Hybride Modelle und Kooperationen
Kooperationen zwischen Erzeugern und Netzbetreibern könnten die Vorteile beider Ansätze kombinieren. Die Erzeuger könnten die überschüssige Energie liefern, während die Netzbetreiber das operative Management und die Netzintegration übernehmen. Gemeinsame Investitionen in die Erzeugungsinfrastruktur könnten die Kosten teilen und die Wirtschaftlichkeit verbessern. Auch die Einbindung spezialisierter Dienstleister, die im Auftrag von Erzeugern oder Netzbetreibern die Erzeugungsanlagen betreiben, könnte eine sinnvolle Lösung sein.
Beispiele aus anderen Ländern
In einigen Ländern wird Bitcoin-Mining bereits erfolgreich zur Netzstabilisierung und zur Nutzung überschüssiger erneuerbarer Energien eingesetzt. Diese Best Practices können als Vorbild für mögliche Umsetzungen in Deutschland dienen.
- USA (Texas): In Texas nutzen Bitcoin-Miner überschüssige Windenergie und nehmen an Lastmanagementprogrammen teil. Bei hoher Nachfrage oder geringer Stromproduktion reduzieren sie ihre Aktivitäten, um das Netz zu entlasten.
- Kanada (Quebec): Die reichlich vorhandene Wasserkraft in Quebec erzeugt häufig Überschüsse, die von Bitcoin-Minern genutzt werden. Diese flexible Last hilft, das Netz stabil zu halten und die Wirtschaftlichkeit der Wasserkraftwerke zu verbessern.

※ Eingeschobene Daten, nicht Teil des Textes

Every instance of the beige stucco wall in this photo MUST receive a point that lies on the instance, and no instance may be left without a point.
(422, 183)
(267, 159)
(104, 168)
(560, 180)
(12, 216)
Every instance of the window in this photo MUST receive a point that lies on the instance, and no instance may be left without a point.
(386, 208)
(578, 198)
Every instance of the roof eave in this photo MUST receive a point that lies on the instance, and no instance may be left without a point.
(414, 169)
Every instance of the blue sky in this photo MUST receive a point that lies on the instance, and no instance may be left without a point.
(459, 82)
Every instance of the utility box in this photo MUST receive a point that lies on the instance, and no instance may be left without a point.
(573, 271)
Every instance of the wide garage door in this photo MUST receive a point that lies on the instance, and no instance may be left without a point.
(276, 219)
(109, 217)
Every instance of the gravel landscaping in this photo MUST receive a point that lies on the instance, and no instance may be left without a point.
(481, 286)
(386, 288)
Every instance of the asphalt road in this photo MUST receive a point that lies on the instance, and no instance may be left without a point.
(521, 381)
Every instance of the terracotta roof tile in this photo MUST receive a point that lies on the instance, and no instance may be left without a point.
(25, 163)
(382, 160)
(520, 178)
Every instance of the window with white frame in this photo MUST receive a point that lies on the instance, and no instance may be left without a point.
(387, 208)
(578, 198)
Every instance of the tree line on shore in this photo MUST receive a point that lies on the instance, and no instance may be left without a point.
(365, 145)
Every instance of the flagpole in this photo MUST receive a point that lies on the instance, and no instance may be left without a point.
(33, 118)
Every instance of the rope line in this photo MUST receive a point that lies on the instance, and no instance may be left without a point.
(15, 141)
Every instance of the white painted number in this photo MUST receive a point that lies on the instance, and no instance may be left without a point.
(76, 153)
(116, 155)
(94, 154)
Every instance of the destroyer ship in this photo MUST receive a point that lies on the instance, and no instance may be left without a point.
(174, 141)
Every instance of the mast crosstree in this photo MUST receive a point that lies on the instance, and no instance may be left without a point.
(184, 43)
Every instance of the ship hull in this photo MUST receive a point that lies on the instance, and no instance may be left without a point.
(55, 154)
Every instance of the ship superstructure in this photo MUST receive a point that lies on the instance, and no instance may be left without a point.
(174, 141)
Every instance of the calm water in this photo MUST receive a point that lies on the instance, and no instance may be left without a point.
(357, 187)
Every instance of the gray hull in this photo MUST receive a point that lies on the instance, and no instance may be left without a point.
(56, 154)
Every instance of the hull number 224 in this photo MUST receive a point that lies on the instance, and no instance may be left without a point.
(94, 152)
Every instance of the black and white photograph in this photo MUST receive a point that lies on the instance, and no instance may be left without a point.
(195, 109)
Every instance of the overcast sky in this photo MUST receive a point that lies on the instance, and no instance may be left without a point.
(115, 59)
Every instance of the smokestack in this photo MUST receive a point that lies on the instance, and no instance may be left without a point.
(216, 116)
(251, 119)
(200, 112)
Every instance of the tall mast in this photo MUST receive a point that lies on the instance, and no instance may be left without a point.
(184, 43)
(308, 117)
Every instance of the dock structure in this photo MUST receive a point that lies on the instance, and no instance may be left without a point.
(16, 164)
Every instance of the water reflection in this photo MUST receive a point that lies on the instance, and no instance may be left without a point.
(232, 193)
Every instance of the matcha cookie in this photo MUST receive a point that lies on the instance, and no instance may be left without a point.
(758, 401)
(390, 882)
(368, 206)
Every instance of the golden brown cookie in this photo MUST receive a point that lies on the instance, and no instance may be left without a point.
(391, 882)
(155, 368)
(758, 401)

- Island: Mit einer stabilen und kostengünstigen Energieversorgung durch Geothermie und Wasserkraft ist Island ein attraktiver Standort für das Bitcoin-Mining. Miner nutzen überschüssige Energie und tragen zur Effizienz der Energieerzeugung bei.
- Norwegen: Norwegen produziert große Mengen an Wasserkraft und nutzt Bitcoin-Mining, um das Netz zu stabilisieren und die Wirtschaftlichkeit der Wasserkraftwerke zu erhöhen.
Diese Beispiele zeigen, dass das Bitcoin-Mining flexibel und schnell auf Schwankungen im Stromnetz reagieren kann und damit zur Netzstabilität beiträgt. Diese Erfahrungen könnten als Vorbild für Deutschland dienen, um die Integration erneuerbarer Energien zu optimieren und das Stromnetz zu stabilisieren.
Ist Bitcoin-Mining sinnvoller als der Einsatz von Energiespeichern?
Um eine hohe Ausfallsicherheit der Stromnetze zu gewährleisten, ist es entscheidend, Anlagen und Netze optimal aufeinander abzustimmen. Speichertechnologien spielen dabei bisher eine zentrale Rolle für die Netzstabilität, da sie überschüssige Energie aus Spitzenzeiten speichern und bei Bedarf wieder ins Netz einspeisen. Es stellt sich die Frage, inwieweit der Einsatz von Bitcoin-Minern Vorteile gegenüber Energiespeichern bietet. Theoretisch lässt sich folgendes ableiten:
- Durch Bitcoin-Mining kann unbegrenzt Energie aus dem Netz entnommen werden, während selbst der größte Energiespeicher nur begrenzte Kapazitäten hat.
- Energie, die durch Bitcoin-Mining in digitale Währung umgewandelt wurde, kann nicht mehr in das Netz zurückgespeist werden. In Speichern gespeicherte Energie kann dagegen bei Bedarf fast vollständig wieder ins Netz eingespeist werden.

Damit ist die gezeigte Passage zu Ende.